Marinalva destaca a intimidade cultural do clube com seu povo: “os jogadores defendem tudo o que diz respeito às tradições. A cada campeonato que a equipe ganha, todos do elenco e comissão técnica visitam a Basílica de Nossa Senhora de Begoña para agradecer. A taça fica exposta no clube, para que os torcedores tenham acesso. É paixão pelo país junto com o futebol”. 

Marinalva e seu marido, Walter, em visita ao San Mamés
Marinalva e seu marido, Walter, em visita ao San Mamés [Imagem: Marinalva/Arquivo Pessoal]
Não só a política de contratações, mas também o nacionalismo basco e o clamor de seus torcedores podem ser explicados pelas origens do Athletic, que se tornou símbolo de resistência do País Basco. Fundado em 1898, por ingleses, o clube adota a política de admitir somente bascos desde 1912, mas sua consolidação se deu na década de 40, durante a ditadura de Francisco Franco. Durante esse período, o País Basco sofreu diversas sanções: o estatuto que garantia sua autonomia foi suspenso, além de ter sua bandeira e idioma proibidos e diversos líderes expulsos de sua terra natal. 
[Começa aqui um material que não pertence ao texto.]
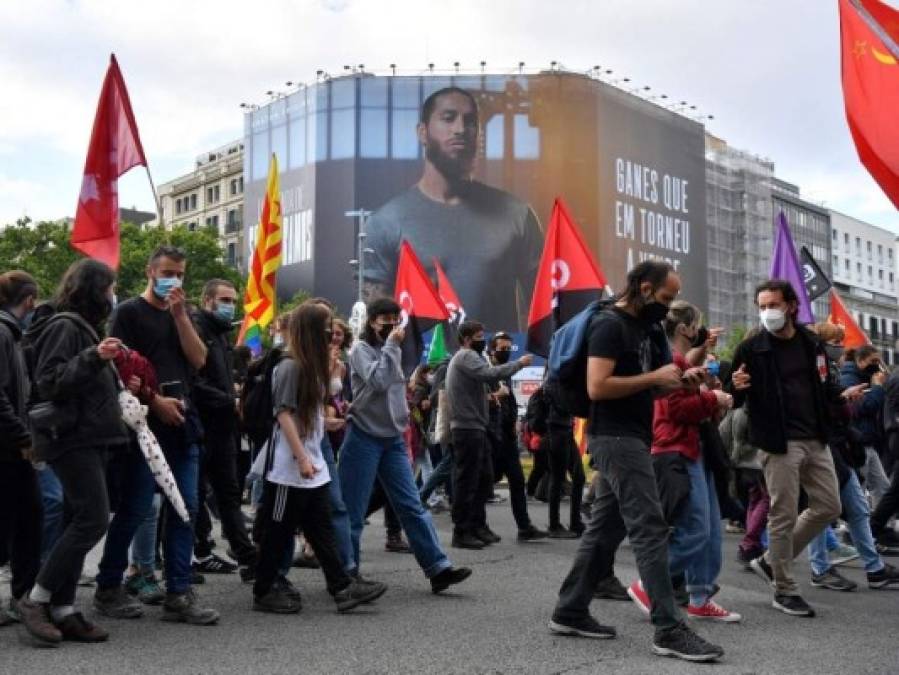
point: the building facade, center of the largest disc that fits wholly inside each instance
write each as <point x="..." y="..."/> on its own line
<point x="211" y="195"/>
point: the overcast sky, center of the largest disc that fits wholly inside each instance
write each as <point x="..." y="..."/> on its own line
<point x="768" y="70"/>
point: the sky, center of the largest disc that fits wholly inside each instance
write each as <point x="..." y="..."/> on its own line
<point x="768" y="70"/>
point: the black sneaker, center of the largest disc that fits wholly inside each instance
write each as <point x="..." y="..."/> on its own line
<point x="888" y="576"/>
<point x="761" y="567"/>
<point x="683" y="643"/>
<point x="212" y="564"/>
<point x="611" y="588"/>
<point x="449" y="577"/>
<point x="792" y="605"/>
<point x="583" y="627"/>
<point x="833" y="581"/>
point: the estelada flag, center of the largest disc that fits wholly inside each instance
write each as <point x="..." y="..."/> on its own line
<point x="115" y="148"/>
<point x="567" y="281"/>
<point x="870" y="70"/>
<point x="422" y="308"/>
<point x="854" y="337"/>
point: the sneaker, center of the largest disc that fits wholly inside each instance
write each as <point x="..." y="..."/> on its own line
<point x="356" y="594"/>
<point x="560" y="532"/>
<point x="38" y="628"/>
<point x="842" y="554"/>
<point x="276" y="601"/>
<point x="183" y="608"/>
<point x="761" y="567"/>
<point x="713" y="611"/>
<point x="611" y="588"/>
<point x="888" y="576"/>
<point x="683" y="643"/>
<point x="584" y="627"/>
<point x="449" y="577"/>
<point x="487" y="535"/>
<point x="833" y="581"/>
<point x="117" y="604"/>
<point x="212" y="564"/>
<point x="792" y="605"/>
<point x="75" y="628"/>
<point x="636" y="593"/>
<point x="531" y="533"/>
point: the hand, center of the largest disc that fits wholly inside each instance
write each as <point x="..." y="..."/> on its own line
<point x="741" y="379"/>
<point x="109" y="348"/>
<point x="169" y="410"/>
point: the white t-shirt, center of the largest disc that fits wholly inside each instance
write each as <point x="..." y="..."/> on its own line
<point x="285" y="470"/>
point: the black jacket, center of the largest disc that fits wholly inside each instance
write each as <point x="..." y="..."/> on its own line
<point x="767" y="427"/>
<point x="213" y="392"/>
<point x="14" y="389"/>
<point x="69" y="371"/>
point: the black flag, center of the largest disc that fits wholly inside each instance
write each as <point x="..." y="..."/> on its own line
<point x="816" y="282"/>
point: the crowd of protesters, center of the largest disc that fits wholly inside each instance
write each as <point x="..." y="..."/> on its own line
<point x="793" y="444"/>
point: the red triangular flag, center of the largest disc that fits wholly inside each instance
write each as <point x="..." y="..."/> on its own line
<point x="870" y="69"/>
<point x="422" y="307"/>
<point x="854" y="337"/>
<point x="114" y="149"/>
<point x="567" y="281"/>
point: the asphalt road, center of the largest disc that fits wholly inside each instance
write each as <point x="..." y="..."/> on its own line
<point x="494" y="623"/>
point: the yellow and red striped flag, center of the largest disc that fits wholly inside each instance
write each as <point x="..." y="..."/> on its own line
<point x="260" y="300"/>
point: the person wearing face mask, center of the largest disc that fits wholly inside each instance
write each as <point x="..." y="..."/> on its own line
<point x="215" y="398"/>
<point x="374" y="447"/>
<point x="782" y="374"/>
<point x="467" y="380"/>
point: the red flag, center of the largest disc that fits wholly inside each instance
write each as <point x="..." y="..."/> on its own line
<point x="114" y="149"/>
<point x="854" y="336"/>
<point x="870" y="67"/>
<point x="568" y="279"/>
<point x="422" y="307"/>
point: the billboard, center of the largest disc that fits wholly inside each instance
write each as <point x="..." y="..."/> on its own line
<point x="475" y="195"/>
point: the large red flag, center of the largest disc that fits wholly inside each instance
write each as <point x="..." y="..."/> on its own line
<point x="421" y="305"/>
<point x="567" y="281"/>
<point x="870" y="65"/>
<point x="114" y="149"/>
<point x="854" y="336"/>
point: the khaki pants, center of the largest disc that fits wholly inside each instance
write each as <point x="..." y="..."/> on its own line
<point x="809" y="465"/>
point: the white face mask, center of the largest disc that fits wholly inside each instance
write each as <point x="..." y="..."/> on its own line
<point x="773" y="319"/>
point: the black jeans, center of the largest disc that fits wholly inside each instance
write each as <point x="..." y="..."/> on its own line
<point x="627" y="503"/>
<point x="21" y="523"/>
<point x="218" y="465"/>
<point x="564" y="458"/>
<point x="82" y="473"/>
<point x="506" y="461"/>
<point x="472" y="479"/>
<point x="285" y="510"/>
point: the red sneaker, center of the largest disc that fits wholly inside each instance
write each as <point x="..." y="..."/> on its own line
<point x="639" y="596"/>
<point x="711" y="610"/>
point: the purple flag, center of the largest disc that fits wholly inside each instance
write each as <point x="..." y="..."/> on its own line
<point x="785" y="265"/>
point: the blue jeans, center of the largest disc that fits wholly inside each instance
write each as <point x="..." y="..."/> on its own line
<point x="695" y="546"/>
<point x="362" y="459"/>
<point x="54" y="510"/>
<point x="855" y="506"/>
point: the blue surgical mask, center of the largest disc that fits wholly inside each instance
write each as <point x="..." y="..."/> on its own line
<point x="162" y="286"/>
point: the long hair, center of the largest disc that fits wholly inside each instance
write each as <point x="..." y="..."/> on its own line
<point x="84" y="290"/>
<point x="308" y="344"/>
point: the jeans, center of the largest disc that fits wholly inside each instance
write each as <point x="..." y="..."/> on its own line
<point x="627" y="503"/>
<point x="364" y="458"/>
<point x="82" y="474"/>
<point x="695" y="545"/>
<point x="472" y="479"/>
<point x="855" y="507"/>
<point x="54" y="509"/>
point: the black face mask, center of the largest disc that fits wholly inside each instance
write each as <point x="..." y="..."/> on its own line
<point x="502" y="356"/>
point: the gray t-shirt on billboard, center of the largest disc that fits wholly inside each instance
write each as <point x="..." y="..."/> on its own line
<point x="489" y="245"/>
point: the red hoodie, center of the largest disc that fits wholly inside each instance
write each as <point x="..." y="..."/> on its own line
<point x="676" y="418"/>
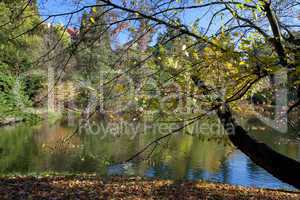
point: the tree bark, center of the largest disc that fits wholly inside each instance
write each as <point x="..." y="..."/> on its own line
<point x="280" y="166"/>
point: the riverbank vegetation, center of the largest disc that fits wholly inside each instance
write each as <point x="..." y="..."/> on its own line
<point x="92" y="187"/>
<point x="172" y="62"/>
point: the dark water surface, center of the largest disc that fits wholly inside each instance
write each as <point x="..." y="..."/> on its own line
<point x="37" y="149"/>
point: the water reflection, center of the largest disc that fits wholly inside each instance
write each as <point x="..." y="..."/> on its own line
<point x="39" y="149"/>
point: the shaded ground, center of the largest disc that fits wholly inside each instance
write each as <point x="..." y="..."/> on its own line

Com isso, cresceu um sentimento nacionalista basco, de resistência de sua cultura, que é impulsionado pelo Athletic até hoje. Após o fim do regime franquista, a onda nacionalista se aproximou ainda mais do futebol. Em 1976, um ano após a morte de Franco, a primeira exibição da bandeira basca em 40 anos foi feita por um jogador do Athletic, o goleiro José Ángel Iribar – atleta com mais partidas pelo clube, totalizando 614 jogos.

https://www.instagram.com/p/B1Rvg45BOZR/

Dia de jogo em Bilbao. Reprodução/Instagram/Iñigo Cabacas


Desse modo, à sua maneira de ver futebol, o Athletic segue. Valorizando, primeiro, seu povo, sua cultura, sua história, os atletas formados em casa e a união basca; depois, os resultados, que vêm como consequência em uma caminhada vencedora de 122 anos. 

Um time que não trabalha com aquisições de cifras extraordinárias, mas sim com um patrimônio inestimável: a identificação com o povo basco. E, assim como seu povo resistiu milênios com suas tradições particulares, o Athletic também o fará, representando a vontade basca na elite do futebol mundial, sempre fiel ao que o levou até ali.